Título: Ditador se reinventou, mas não deixou mão de ferro
Autor:
Fonte: Valor Econômico, 22/02/2011, Internacional, p. A12

Muamar Gadafi chegou a ser apresentado como o "Che Guevara" do Oriente Médio, fomentando a revolução contra os "imperialistas do Ocidente". Na Líbia, alemães de extrema esquerda, irlandeses ultranacionalistas, extremistas bascos e palestinos acharam apoio. Foi chamado também de "cachorro louco" pelo presidente Ronald Reagan, que enviou caças para bombardear seu palácio em Trípoli. Porém, desde a década de 90, Gadafi se reinventou, atraiu empresas e se distanciou do terrorismo. Só não mudou a mão de ferro com que dirige a Líbia.

Gadafi nasceu numa tenda beduína perto de Sirt, no golfo de Sidra, em 1942. Na adolescência, tomou contato com a onda de revoluções anticoloniais do norte da África de uma maneira que o marcaria profundamente. Seu grande ídolo foi o presidente egípcio Gamal Abdel Nasser, defensor do pan-arabismo e do socialismo árabe, uma conjunção de nacionalismo árabe e socialismo.

Ao entrar para a academia militar líbia, Gadafi já estava imbuído da ideia de que o único modo de seu país ser realmente independente era o do confronto com os europeus e da união com os vizinhos árabes. Era o embrião de seu internacionalismo revolucionário.

O exemplo dos egípcios foi forte para os jovens militares líbios. Assim como a revolução de 1952 no Egito, na qual jovens oficiais derrubaram a monarquia, um grupo de jovens oficiais líbios investiu em 1969 contra o rei Idris e instituiu um governo revolucionário liderado pelo capitão (logo promovido a coronel) Gadafi.

O regime adotado foi o da "democracia direta". Era o povo que estava no poder, por meio das comunas e dos conselhos populares. Por isso, Gadafi não precisaria ocupar cargo nenhum.

Ele promoveu o "socialismo islâmico", descrito em três volumes de seu Livro Verde - o equivalente líbio ao Livro Vermelho, em que Mao Tsé-tung delineava os preceitos da Revolução Cultural. A solução para os problemas da democracia? O poder popular. A solução para os problemas econômicos? O socialismo. A solução para os problemas sociais? O Corão.

Na realidade, ele se apoderou totalmente do Estado. Não poderia haver oposição, já que o poder era do povo - aí estava a justificação para tratar com violência qualquer tipo de dissidência.
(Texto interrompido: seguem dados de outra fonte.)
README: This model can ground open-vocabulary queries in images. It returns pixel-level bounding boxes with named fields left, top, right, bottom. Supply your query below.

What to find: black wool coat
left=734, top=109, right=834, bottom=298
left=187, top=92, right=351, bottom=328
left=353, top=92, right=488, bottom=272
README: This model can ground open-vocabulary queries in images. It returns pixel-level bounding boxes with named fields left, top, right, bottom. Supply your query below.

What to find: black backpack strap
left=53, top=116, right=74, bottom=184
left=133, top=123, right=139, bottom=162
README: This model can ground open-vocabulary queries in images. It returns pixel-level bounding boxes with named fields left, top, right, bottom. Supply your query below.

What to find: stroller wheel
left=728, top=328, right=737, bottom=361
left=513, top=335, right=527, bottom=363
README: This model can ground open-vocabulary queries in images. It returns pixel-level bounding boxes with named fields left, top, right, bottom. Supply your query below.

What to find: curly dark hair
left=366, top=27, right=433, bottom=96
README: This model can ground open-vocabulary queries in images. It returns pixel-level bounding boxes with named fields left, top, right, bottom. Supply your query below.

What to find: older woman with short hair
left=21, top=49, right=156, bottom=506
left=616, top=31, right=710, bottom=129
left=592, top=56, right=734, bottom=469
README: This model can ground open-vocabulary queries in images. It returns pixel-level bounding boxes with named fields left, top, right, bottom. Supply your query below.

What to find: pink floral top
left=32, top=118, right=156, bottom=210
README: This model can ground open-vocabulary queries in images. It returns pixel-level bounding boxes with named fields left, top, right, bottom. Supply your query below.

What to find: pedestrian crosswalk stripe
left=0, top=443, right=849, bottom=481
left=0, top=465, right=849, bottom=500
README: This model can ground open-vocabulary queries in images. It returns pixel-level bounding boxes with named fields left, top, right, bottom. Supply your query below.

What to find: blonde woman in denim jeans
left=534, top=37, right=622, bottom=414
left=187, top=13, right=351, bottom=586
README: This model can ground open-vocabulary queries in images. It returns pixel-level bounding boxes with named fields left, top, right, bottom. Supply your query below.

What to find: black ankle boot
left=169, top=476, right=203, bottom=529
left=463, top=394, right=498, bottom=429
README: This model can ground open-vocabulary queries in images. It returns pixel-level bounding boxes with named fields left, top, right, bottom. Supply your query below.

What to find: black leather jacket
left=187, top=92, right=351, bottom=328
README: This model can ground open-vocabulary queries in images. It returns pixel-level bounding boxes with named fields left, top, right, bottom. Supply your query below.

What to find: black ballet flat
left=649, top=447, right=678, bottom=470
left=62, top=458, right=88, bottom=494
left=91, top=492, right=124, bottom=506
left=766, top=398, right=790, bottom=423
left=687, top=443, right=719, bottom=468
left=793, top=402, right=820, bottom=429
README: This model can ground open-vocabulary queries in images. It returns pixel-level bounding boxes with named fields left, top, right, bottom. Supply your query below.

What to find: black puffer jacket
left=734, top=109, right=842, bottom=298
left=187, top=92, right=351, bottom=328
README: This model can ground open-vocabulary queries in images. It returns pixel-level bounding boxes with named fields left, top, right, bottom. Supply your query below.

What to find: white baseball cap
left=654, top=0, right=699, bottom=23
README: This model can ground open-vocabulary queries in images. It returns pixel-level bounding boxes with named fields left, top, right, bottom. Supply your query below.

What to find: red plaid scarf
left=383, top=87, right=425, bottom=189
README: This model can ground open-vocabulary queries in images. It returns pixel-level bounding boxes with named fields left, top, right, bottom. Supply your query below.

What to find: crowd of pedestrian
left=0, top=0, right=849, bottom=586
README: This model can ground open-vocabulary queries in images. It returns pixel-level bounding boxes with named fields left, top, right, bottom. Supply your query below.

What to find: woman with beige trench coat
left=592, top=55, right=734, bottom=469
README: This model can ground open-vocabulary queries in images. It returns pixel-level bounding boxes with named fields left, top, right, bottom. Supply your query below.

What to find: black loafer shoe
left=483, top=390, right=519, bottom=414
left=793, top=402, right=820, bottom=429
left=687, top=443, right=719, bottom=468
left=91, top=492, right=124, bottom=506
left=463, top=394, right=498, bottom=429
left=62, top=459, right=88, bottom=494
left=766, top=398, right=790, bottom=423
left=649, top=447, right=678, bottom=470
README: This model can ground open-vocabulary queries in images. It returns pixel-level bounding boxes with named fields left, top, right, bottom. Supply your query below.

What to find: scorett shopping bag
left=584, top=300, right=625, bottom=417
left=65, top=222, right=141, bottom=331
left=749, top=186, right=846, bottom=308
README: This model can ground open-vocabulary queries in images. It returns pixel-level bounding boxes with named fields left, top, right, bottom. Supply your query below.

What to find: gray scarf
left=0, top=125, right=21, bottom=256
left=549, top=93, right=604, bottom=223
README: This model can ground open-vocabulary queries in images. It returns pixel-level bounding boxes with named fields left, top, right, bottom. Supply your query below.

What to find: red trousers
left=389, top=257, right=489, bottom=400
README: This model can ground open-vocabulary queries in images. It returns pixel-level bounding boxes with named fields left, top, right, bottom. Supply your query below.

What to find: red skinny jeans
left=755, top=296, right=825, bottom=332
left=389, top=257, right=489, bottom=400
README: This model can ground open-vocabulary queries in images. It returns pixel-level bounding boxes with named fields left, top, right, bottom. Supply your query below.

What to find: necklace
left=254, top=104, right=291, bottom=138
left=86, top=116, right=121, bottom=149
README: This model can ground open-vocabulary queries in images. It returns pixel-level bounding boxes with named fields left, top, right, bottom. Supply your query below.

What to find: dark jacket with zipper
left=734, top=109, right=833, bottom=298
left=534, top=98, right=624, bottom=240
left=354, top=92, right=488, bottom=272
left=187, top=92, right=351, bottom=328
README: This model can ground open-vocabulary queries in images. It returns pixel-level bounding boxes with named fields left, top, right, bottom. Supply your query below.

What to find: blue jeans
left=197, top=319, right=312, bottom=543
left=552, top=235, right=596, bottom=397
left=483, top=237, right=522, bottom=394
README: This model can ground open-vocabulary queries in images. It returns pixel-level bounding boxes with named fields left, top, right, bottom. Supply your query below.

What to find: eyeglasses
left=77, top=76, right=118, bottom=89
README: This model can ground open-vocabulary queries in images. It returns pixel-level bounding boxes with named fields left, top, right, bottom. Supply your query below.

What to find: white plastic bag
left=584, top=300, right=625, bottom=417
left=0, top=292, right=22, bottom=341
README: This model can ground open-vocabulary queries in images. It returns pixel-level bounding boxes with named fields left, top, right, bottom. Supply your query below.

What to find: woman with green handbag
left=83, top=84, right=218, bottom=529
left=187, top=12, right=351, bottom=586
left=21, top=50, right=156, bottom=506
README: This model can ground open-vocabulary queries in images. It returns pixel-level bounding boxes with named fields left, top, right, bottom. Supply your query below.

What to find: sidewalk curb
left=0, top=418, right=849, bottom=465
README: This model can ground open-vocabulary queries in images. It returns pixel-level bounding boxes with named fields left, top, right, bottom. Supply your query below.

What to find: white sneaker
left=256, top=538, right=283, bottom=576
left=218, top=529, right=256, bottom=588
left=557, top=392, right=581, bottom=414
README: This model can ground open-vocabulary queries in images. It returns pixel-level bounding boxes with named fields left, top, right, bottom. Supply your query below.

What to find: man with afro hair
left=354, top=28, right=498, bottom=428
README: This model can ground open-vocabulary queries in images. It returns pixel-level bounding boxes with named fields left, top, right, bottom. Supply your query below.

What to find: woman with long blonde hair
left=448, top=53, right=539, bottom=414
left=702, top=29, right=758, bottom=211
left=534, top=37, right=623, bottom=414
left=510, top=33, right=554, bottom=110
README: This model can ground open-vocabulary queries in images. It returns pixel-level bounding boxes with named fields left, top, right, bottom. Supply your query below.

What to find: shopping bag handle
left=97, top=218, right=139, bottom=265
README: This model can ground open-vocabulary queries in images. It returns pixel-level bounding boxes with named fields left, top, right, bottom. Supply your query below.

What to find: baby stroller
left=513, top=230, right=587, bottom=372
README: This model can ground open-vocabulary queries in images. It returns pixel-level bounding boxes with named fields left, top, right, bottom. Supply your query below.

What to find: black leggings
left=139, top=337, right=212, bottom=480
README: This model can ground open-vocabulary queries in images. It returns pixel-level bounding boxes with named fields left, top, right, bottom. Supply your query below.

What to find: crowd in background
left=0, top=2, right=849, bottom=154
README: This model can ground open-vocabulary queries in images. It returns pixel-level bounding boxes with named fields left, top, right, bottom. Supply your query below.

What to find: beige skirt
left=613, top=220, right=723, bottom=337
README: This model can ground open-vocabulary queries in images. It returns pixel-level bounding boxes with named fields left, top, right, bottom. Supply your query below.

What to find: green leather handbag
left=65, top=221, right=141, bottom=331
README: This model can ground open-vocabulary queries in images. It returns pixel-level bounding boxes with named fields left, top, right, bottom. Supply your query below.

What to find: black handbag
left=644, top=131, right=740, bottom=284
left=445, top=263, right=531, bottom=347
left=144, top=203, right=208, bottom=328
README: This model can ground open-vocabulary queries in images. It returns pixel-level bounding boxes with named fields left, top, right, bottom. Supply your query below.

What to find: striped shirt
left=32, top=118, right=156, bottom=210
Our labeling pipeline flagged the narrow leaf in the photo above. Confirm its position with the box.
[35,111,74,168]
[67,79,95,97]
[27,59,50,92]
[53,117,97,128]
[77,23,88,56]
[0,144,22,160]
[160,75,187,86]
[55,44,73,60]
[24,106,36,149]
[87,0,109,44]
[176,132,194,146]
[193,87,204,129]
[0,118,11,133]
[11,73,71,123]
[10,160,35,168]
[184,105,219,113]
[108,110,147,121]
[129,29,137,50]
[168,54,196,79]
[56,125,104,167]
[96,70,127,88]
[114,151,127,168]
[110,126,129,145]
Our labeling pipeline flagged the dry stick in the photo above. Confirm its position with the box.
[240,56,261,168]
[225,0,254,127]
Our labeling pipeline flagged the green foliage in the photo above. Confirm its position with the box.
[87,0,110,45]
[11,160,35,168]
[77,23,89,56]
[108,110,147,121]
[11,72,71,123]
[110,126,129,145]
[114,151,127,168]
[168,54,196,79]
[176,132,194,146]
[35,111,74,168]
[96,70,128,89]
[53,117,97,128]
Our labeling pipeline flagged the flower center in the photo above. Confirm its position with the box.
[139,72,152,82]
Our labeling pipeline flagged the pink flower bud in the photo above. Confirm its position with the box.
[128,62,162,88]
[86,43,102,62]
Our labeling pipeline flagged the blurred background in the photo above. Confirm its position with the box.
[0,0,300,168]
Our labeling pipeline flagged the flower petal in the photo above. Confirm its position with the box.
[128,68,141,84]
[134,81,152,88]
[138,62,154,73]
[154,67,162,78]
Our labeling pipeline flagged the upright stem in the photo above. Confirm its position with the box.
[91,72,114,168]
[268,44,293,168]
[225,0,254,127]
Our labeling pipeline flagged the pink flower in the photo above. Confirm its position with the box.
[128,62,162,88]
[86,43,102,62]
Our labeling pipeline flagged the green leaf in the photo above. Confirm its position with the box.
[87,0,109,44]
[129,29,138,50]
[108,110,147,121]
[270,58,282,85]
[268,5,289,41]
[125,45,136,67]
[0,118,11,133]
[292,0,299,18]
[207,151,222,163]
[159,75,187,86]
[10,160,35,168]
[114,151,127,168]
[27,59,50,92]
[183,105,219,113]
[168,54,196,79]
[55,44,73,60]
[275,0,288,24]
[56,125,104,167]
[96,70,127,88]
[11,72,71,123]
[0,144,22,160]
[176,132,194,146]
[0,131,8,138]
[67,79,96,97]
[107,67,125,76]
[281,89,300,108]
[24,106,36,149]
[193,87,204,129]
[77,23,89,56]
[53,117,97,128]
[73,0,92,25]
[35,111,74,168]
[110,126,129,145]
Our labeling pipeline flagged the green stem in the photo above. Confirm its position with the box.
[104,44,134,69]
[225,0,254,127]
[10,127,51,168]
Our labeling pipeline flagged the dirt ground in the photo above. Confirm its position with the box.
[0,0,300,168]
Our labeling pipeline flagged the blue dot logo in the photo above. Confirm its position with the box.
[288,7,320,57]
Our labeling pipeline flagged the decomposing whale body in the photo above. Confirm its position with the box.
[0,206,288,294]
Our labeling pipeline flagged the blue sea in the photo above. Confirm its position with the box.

Apesar de permitir a inciativa privada para os pequenos negócios, as grandes empresas e o petróleo, principal fonte de riqueza do país, tornaram-se estatais.

A ideia de exportar a revolução, muito forte nos anos 70, começou a criar problemas nos anos 80.

As relações com os EUA chegaram à beira da guerra. Washington então patrocinou sanções que isolaram a Líbia pela maior parte da década de 90.

Apenas no início deste século esse isolamento começou a ser quebrado. E Gadafi pode se reinventar internacionalmente.

Prometeu combater a Al-Qaeda, entrou em acordo para indenizar as vítimas de alguns atentados famosos que tinham a mão líbia por trás, como o da discoteca em Berlim e o do voo da PanAm que explodiu sobre Lockerbie, na Escócia.

Reinventou-se como líder de um movimento de "pan-africanismo", que na verdade nunca pegou, e como aliado do venezuelano Hugo Chávez na invenção de um Tratado do Atlântico Sul, nos moldes da Otan - também nunca pegou.

A reinvenção que deu certo foi a aproximação como Ocidente. Foi cortejado pelos britânicos, pelos franceses e principalmente pelos italianos, todos de olho na indústria de petróleo líbia.

Com os EUA, a coisa foi profunda. Foi o republicano George W. Bush revogou as sanções ao país e Condoleezza Rice tornou-se em 2008 a primeira secretária de Estado americana a visitar o país desde os anos 50.

Quanto a Israel, para surpresa de muitos, passou a defender uma solução negociada.

Mas em uma coisa, ele não mudou. Em 2006, Gadafi disse abertamente que quem o apoiava e apoiava o povo líbio deveria "matar os inimigos" da revolução e qualquer um que pedisse mudanças políticas na Líbia.